Nadie puede detener a un dragón que echa fuego tan sabroso por la boca.
Los abuelos también dicen que no hay que fiarse de una
persona que no le gusta el ají, porque seguramente es cobarde, hipócrita y
mentiroso. Cuando menos está claro
que es gente que no le gusta probar, correr riesgos, aventurarse, quedar al
descubierto. El ají es una comida
pecaminosa, lujuriosa, porque tiene relación con la lengua, con el órgano más
concupiscente que nos surge del alma. La lengua es la embajadora de la pulsión
sexual. Con la lengua amamos, seducimos,
insultamos, provocamos y degustamos.
El vínculo del ají con la lengua es de una obscenidad arraigada. ¿Acaso muchas de las variedades de
vayas de ají no parecen una lengua insidiosa, colorada, decidida, abochornante,
salida de una gárgola libertina? Esos
colores, ese brillo. Aún tengo en
la cabeza esos retratos eróticos en blanco y negro de pimientos desnudos
fotografiados por Weston en el desbocado México de los
años 20. Virgen santísima. La
lengua y sus papilas enhiestas son la plataforma de despegue del sacudón ajisíaco, neologismo que me acabo de
inventar, ahorita, mientras tengo un subidón casi lisérgico accionado por ingentes
cucharadas de ají ahumado con quinua. El
Amauma es el mejor. Una combinación matemática
que solo le falta ser ilegal para constar en los inventarios personales de los
exploradores de paraísos artificiales.
Exagero, claro, pero no es mi culpa, es del ají.

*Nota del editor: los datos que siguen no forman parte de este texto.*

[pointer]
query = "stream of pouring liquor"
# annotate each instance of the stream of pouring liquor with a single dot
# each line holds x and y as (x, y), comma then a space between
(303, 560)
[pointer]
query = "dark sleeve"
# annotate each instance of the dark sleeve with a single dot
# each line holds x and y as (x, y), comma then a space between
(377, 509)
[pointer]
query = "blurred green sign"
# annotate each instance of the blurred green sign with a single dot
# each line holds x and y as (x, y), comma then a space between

El ají recuerda las dualidades, el
binomio del humano: pasión y serenidad, rostro y máscara, prosaico y sublime,
dionisíaco y apolíneo, difícil y sutil, carnal y platónico. Depende del maridaje planteado. Personalmente lo prefiero en sopas,
calientes o frías, pero un buen ají es ese compañero querido que saca a bailar
a todas las del curso con el mismo entusiasmo. A los locros, caldos con yucas, granos y demás comidas
gazmoñas, les viene bien el alegre ají con chocho y tomate de árbol. A la comida del mar, más disipada, turgente,
le acompañan bien los ajíes en vinagres y maníes, y a las comidas con maíz,
mote y plátanos repes, deleites más bien tucos, el ají con pepa de sambo les
aporta decoro y suavidad. Para las
papas cocidas, las ensaladas duras y los tentempiés sanos pero obtusos, el ají
en salsa de queso o con yogurt elimina los malentendidos. Para las pizzas y
pastas está bien el ají en aceites o en polvo, para empanadas y arepas el ají
con aguacate es coteja y para la comida chatarra en general el ají en salsas
licuadas ayuda a mantener la dignidad. De todas formas no existen fórmulas ni
claves, las combinaciones y recetas varían tanto como los paladares y las ganas
de probar sabores. Eso sí,
restaurante o cucho que se respete, debe considerar a su ají como parte
integral de la impronta y la personalidad del local. Es su huella digital.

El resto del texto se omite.